8 Comments on "Is nothing sacred? Turbulent pastor jumps to the front of Calgary’s Stampede Parade!"

  1. Jerrymacgp says:

    I’m not really all that interested in the Stampede, or its parade, but this story got me thinking: in most large cities, one needs to apply for a parade permit before one can march down the middle of a city street, holding up traffic, disrupting cross-street traffic flow, etc. Would it not then follow, if the law were logical (an unsupported assumption, admittedly), that the applicant for a parade permit should have some control over who can and cannot participate in the parade? Paster P was not a party to the application for the parade permit, so he ought not to have the right to piggyback on it (alliteration unintentional and unavoidable). The Charter of Rights has a limitations clause: “…subject to those reasonable limits that can be demonstrably justified in a free and democratic society”. I would submit that barring unauthorized participants from a parade, when the parade organizers had to apply for a permit to hold the event, falls into that category.

  2. Mogs says:

    Excuse me but what has Jesus a spanish name pronounced properly as hay-zuess ever done for me? He did not even get me the mail? But a rabble rousing bunch claim they know him personally?
    And they murder doctors that allow abortions, why? Was hey-zzuess in the womb in every woman requesting one? And they were saving the second coming….

  3. Hal L. Monitor says:

    I see from following your post’s links that Danielle Smith has called you an anti-Christian bigot. Do you think the Wildrose leader will think this post is further evidence of that tendency, that the frequency of your outbursts now elevates you to the level of anti-Christian spigot, or will she make an exception because Pastor Pawlowski so obviously supported the Enemy during the election? I have to say that despite the pastor’s opinion she was “actively participating in idolatrous practices,” I thought Danielle’s pink sari that day was extremely fetching.

  4. Alex P says:

    Pastor Pawlowski has trouble leaving unto Caesar, or leaving unto city bylaws. He’s right quick to point out that Danielle Smith chose to pander to a heresy not his own. Not cool, Danielle, not cool.

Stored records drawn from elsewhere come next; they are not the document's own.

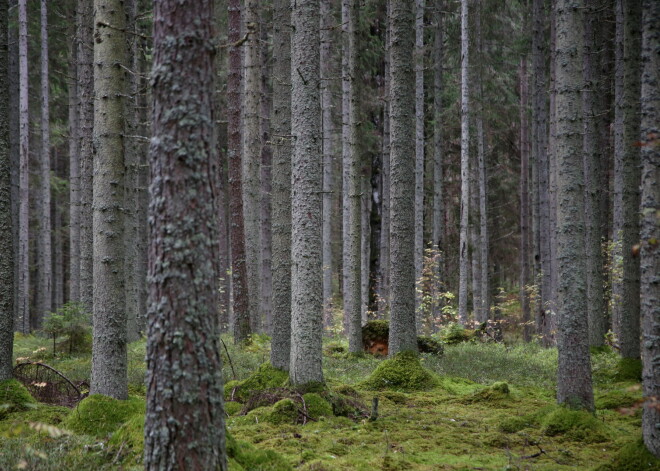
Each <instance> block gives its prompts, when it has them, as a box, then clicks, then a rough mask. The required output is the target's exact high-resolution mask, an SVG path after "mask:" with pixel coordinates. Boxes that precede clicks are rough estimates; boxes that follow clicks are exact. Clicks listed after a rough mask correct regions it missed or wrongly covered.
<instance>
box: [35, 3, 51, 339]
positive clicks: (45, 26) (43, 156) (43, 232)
mask: <svg viewBox="0 0 660 471" xmlns="http://www.w3.org/2000/svg"><path fill="white" fill-rule="evenodd" d="M49 80H50V79H49V76H48V6H47V0H41V161H40V163H41V165H40V179H39V180H40V183H41V188H40V191H39V194H40V198H41V206H40V209H41V214H40V216H39V219H40V220H39V247H40V250H39V252H40V254H41V256H40V257H39V265H40V266H41V270H40V272H39V292H38V293H37V312H36V313H35V315H36V318H35V322H34V325H35V327H36V328H40V327H41V322H42V320H43V316H44V314H45V313H47V312H50V311H52V310H53V258H52V240H51V235H52V232H53V228H52V223H51V216H50V212H51V197H50V107H49V103H48V102H49V97H50V93H49V86H50V82H49Z"/></svg>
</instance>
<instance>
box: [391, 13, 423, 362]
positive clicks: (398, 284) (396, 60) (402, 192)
mask: <svg viewBox="0 0 660 471" xmlns="http://www.w3.org/2000/svg"><path fill="white" fill-rule="evenodd" d="M413 27H414V10H413V5H412V3H411V2H398V1H390V60H391V63H390V80H391V81H390V87H391V89H390V90H391V94H390V137H391V147H390V149H391V150H390V185H391V186H390V282H391V286H390V336H389V354H390V355H394V354H396V353H399V352H402V351H406V350H411V351H417V334H416V326H415V265H414V260H415V241H414V236H415V212H414V209H415V178H414V175H415V163H414V162H415V161H414V154H413V149H414V142H415V136H414V133H413V129H414V126H413V125H414V115H415V96H414V80H413V50H414V49H413V48H414V44H415V38H414V35H413Z"/></svg>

    This may set a precedent, but at least we were not treated to a photo of Calgary police wrestling King Richard to the ground. Actually, that would be awesome.

  5. ronmac says:

    Holy cow! For a second there I thought the Taliban had seized control of Calgary. Oh well, if present demographic trends continue, it won’t be too long before the Sons of Islam or some other Jihadist group straight out of Lawrence of Arabia will be leading the Stampede parade. Although he adopts an expression of Christianity I don’t agree with (an old Testament militaristic metaphor as opposed to a Jesus as hippie, peace, love and don’t cast the first stone approach), I will miss Mr. P.

  6. Who cares about a bloody parade and who cares about christian wack-jobs pushing their beliefs on whatever fool will listen or follow?

  7. Judge says:

    It is wrong to carry and Israeli flag in a Canadian parade. What have they ever contributed to the Stampede or Canada?????

  8. yoyo says:

    notice how a camera person is at everything he goes to? And you are a shame to christian’s street church. get off our city hall..people come because you give food..nobody likes you..notice how there’s not one single good thing written pawlowski. has you even gone to school to be a “priest”/ordained?
    why are our mla’s/mps and city council allowing city hall to be shamed with his circus.. city hall, calgary is disappointed we have to see this eyesore on the street by the heart of calgary.. I’l atest that he’s interfering with my right to religion. Thanks calgary police/bylaw for making him distinctly not a part of our annual (100th at that) pride!